International Conference on Information and Communication Technologies |
Foundation of Computer Science USA |
ICICT - Number 2 |
October 2014 |
Authors: Pradeep Kanchan, Rashmi Adyapady R |
94b77753-1ead-4ba0-ae83-e2e86b2905c1 |
Pradeep Kanchan, Rashmi Adyapady R . Analysis of Effect of Varying Crossover Points on Simple Genetic Algorithm (SGA). International Conference on Information and Communication Technologies. ICICT, 2 (October 2014), 1-4.

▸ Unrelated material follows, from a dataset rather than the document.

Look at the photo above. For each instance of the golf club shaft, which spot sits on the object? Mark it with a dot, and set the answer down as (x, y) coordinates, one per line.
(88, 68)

The genetic algorithm (GA) is an optimization and search technique based on the principles of genetics and natural selection. A genetic algorithm is a search method that can be used for both solving problems and modeling evolutionary systems. The concept of the proposed paper is taken from simple genetic algorithm implementation using integer arrays for storage of binary strings as a basic ingredient. The Simple genetic algorithm (SGA) evaluates a group of binary strings and it performs crossover and mutation operation, which is the most important operation of genetic algorithm. SGA is successful if the final average fitness value is more than the initial average fitness value after crossover and mutation. This proposed paper deals with varying crossover points and observing its effect on SGA. Basically, the crossover point is varied from 1 to n (where n<=2) and observe its effect on both initial and final average fitness value. The probabilities of crossover and mutation are also varied. Then the proposed paper, Analysis of effect of varying crossover points on simple genetic algorithm is compared with the simple genetic algorithm implementation using integer arrays for storage of binary strings. Experimental results show that the proposed scheme significantly improves the performance of genetic algorithm.